Kingmaker Part Eleven is light on dialogue and heavy on action, as the aerial battle – or rather, the post-aerial battle death-plummeting – continues. Written by Ian Edginton, with art by Leigh Gallagher and lettering from Ellie De Ville, Kingmaker has emerged as a modest, cross-genre masterpiece and conspicuous highlight of the recent roster of weekly strips. The scripting is wonderfully frugal, the action expansive and the potentially perilous marriage of fantasy with science fiction masterfully realised. And with Ichnar, the Wraith King, seemingly poised to collide against the forces of the Thorn, the question must be asked: how much better can Kingmaker get?
Meanwhile, in ‘Wyrm War’ Part 11 of The Order, the giant robot time-submarine Iron John has plopped into the timewell, taking Intuitor Browne and Ritterstahl along for the ride to get intercepted by – of all things – a Wyrm Golem. Plus, somewhat unsurprisingly, a whole pile of Wyrms keen on ‘infiltration’ and ‘hull compromise’. A kind of steampunk-Pacific Rim battle ensues and the episode concludes with ‘the Drab Man’ Intuitor Browne sternly lecturing a rather large (and apparently baffled) Wyrm about why he should be feared for his “intellect [and] talent for speculative deduction.” Written by Kek-W and featuring the sumptuous art of John Burns with letters courtesy of Annie Parkhouse.
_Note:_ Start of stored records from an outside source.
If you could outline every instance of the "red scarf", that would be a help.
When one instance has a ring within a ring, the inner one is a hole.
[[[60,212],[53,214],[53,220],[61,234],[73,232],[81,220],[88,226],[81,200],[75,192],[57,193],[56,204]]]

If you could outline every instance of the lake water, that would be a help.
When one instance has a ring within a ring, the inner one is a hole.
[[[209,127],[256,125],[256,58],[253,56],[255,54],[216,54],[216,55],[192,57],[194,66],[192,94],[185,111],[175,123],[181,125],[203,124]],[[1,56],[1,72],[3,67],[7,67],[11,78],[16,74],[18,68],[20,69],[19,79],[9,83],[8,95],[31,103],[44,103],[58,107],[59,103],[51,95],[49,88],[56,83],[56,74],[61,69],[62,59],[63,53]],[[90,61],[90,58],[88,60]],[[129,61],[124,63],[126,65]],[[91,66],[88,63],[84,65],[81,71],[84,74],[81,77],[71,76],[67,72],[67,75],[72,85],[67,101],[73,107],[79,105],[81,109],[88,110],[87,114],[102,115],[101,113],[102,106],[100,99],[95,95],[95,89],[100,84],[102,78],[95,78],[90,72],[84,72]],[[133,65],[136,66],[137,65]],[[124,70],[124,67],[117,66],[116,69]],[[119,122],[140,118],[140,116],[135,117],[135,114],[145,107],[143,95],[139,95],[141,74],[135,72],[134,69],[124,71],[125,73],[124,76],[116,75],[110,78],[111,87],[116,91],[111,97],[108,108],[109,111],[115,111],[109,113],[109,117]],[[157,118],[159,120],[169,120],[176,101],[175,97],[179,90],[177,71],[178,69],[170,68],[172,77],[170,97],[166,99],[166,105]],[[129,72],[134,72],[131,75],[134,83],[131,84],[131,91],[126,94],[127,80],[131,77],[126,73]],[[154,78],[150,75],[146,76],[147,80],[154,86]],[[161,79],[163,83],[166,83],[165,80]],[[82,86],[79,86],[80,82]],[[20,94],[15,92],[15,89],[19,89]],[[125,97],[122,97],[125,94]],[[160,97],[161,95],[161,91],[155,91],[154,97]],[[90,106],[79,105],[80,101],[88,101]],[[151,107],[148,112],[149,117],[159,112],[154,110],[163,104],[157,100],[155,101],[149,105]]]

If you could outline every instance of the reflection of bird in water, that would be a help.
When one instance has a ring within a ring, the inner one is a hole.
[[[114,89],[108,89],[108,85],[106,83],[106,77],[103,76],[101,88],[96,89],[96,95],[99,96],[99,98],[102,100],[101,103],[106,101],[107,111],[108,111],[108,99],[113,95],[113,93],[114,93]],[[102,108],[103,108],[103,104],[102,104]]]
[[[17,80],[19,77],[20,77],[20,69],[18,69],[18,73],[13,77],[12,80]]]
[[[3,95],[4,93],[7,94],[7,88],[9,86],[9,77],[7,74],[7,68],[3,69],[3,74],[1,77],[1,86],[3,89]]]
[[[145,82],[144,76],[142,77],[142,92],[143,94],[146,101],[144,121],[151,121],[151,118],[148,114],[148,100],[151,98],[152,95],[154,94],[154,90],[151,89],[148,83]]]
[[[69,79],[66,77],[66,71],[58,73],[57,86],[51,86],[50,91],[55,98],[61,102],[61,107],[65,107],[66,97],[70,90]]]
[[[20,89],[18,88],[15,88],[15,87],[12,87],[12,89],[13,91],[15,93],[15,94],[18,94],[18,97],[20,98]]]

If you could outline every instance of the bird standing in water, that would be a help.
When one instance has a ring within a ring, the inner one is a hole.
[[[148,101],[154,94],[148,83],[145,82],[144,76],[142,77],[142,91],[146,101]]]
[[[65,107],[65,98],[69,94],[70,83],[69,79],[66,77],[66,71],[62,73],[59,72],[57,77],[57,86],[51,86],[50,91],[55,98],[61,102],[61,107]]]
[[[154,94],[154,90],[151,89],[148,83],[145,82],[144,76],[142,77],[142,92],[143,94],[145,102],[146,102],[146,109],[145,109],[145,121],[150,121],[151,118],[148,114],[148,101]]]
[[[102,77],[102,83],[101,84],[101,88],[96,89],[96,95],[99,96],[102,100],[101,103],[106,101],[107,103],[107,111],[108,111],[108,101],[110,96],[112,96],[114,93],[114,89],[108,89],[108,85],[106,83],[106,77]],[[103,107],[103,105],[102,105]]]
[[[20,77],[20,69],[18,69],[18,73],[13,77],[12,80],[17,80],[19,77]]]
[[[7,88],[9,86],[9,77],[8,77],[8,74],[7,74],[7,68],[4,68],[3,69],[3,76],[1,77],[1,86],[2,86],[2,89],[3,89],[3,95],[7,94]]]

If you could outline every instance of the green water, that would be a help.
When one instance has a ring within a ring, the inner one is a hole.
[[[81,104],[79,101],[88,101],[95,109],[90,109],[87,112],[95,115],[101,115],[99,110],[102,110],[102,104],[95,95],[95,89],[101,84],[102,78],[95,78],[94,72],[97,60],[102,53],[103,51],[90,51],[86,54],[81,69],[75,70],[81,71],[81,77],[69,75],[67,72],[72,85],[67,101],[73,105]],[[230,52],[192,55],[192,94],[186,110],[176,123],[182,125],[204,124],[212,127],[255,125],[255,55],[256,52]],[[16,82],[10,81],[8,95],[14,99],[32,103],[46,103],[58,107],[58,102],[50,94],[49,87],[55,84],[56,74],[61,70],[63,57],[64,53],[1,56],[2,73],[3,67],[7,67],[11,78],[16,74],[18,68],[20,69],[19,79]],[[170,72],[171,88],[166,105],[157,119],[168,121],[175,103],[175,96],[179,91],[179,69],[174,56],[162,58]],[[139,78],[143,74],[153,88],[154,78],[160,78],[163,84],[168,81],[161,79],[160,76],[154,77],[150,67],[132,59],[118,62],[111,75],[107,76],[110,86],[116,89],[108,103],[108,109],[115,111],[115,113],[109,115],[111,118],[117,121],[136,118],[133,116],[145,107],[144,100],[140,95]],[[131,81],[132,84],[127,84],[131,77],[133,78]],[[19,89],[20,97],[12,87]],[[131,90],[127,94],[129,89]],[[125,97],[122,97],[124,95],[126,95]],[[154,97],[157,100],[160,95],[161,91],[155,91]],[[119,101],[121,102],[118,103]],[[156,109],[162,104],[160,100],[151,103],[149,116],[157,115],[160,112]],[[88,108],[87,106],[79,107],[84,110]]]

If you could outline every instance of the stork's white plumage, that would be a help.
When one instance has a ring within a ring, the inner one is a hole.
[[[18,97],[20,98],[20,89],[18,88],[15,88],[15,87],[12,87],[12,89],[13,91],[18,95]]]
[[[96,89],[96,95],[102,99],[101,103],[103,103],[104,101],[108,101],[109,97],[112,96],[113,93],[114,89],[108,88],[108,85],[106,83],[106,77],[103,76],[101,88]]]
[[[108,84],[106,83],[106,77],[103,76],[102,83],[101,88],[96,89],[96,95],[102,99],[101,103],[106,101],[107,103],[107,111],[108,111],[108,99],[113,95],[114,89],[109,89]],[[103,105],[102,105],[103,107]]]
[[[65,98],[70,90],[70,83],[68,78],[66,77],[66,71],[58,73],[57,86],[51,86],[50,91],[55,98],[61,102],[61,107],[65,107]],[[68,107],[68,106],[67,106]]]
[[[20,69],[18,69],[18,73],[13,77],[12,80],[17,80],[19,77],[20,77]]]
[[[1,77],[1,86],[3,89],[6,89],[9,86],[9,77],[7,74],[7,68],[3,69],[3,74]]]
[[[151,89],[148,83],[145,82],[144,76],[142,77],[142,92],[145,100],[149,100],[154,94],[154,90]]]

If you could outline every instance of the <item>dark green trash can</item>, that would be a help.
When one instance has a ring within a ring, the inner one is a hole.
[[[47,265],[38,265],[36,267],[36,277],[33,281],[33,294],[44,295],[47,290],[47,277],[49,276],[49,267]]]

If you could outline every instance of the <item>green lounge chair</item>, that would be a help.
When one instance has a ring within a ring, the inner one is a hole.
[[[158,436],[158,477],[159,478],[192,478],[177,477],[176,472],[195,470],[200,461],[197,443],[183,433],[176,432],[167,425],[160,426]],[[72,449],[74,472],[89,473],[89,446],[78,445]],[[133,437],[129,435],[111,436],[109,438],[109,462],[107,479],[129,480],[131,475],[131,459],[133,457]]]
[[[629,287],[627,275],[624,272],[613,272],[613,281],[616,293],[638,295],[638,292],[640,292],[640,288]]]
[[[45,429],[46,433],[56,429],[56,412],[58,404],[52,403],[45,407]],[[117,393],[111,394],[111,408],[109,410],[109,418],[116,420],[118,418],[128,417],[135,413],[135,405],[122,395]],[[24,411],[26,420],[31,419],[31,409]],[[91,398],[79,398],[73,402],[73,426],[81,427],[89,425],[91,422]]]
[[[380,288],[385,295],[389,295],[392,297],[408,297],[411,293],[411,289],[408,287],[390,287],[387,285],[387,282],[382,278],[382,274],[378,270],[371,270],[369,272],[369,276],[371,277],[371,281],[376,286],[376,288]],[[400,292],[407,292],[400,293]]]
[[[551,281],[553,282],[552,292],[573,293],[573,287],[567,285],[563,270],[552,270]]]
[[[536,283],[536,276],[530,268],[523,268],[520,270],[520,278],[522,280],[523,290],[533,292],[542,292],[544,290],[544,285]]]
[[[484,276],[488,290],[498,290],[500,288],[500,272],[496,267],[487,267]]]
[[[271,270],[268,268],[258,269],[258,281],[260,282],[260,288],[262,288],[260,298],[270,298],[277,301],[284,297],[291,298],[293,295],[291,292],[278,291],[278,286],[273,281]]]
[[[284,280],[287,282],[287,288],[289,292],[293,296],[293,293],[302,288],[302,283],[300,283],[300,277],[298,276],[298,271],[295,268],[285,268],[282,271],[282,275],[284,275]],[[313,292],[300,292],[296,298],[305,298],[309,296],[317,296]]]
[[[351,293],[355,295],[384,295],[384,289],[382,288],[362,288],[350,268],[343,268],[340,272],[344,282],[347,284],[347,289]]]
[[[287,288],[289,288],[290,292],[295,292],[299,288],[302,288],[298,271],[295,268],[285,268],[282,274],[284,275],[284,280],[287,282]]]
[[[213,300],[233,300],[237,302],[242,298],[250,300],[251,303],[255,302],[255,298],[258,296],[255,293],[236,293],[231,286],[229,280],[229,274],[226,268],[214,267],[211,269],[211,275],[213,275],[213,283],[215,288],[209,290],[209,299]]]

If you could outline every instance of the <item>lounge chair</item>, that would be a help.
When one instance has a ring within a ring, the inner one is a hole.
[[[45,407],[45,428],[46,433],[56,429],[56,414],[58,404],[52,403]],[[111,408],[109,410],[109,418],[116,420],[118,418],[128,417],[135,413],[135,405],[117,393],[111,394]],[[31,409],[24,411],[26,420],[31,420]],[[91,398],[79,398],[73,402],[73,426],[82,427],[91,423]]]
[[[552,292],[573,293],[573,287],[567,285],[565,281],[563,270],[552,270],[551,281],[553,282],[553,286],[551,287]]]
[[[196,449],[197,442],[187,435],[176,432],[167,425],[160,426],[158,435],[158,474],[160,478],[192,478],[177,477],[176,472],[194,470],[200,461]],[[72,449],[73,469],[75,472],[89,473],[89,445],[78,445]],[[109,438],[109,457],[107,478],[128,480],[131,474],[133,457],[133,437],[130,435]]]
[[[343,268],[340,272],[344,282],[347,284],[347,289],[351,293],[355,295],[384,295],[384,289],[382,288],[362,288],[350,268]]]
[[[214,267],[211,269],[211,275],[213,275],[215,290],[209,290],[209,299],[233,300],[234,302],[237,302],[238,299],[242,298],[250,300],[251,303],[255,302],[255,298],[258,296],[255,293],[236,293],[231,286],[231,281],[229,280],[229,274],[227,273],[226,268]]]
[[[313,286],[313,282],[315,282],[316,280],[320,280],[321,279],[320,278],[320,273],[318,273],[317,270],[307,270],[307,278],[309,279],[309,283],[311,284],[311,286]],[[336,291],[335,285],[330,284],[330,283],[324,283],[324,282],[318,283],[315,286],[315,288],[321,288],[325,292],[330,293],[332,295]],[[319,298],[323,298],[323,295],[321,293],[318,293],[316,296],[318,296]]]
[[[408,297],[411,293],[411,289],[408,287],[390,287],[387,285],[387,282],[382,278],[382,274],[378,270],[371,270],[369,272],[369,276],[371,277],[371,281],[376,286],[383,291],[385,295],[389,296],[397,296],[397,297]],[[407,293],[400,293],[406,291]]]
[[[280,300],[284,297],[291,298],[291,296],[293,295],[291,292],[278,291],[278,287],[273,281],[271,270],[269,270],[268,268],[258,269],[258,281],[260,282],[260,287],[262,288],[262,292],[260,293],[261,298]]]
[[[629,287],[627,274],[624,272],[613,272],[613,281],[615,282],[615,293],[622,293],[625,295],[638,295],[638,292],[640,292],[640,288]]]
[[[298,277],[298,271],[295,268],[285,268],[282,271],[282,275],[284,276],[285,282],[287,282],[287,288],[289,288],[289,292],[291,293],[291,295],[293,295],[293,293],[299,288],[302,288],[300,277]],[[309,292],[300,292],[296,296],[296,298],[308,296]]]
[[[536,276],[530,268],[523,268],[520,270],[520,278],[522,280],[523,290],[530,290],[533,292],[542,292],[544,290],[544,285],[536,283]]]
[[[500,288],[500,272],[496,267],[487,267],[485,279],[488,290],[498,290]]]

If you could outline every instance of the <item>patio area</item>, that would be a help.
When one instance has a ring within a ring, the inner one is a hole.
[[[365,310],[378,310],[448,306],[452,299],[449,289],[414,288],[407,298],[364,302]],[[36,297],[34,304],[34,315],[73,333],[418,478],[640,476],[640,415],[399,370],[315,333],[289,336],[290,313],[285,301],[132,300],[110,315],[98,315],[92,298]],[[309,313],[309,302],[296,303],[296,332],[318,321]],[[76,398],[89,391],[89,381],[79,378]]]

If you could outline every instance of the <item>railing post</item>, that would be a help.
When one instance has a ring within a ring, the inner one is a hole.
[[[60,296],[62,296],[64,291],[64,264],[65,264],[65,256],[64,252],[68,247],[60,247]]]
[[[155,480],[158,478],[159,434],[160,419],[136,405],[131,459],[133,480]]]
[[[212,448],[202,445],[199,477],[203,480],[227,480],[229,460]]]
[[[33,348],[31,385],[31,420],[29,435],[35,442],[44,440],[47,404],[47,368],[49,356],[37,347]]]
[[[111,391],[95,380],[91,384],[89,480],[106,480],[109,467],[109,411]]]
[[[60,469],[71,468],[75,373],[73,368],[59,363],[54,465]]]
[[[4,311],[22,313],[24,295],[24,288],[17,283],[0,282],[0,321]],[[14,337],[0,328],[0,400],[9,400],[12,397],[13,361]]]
Alongside Edginton’s Kingmaker, Dan Abnett’s Kingdom ‘As It Is In Heaven’ sequence has been a recent standout of weekly 2000 AD progs. All-powerful codes in hand, genetically modified dog-soldier Gene the Hackman has the power to enable victory for the insectile Them, the human Masters or the Masters’ freaky weaponised ticks, depending upon who he elects to deliver the codes to. The Masters don’t do themselves any favours with statements like: “That’s good. You’re a good boy, Gene.” With Them being the arch-nemesis of pretty much all players, no chance there. And with Gene’s spunky companion Leezee Sower being revealed as the clone of some grotesque weaponised tick, Gene comes to the conclusion that it’s about time to tear some limbs off and bathe in blood spray to ensure that “Gene wins. Gene wins!” Artist Richard Elson brings his A-game and Ellie De Ville letters as only she can.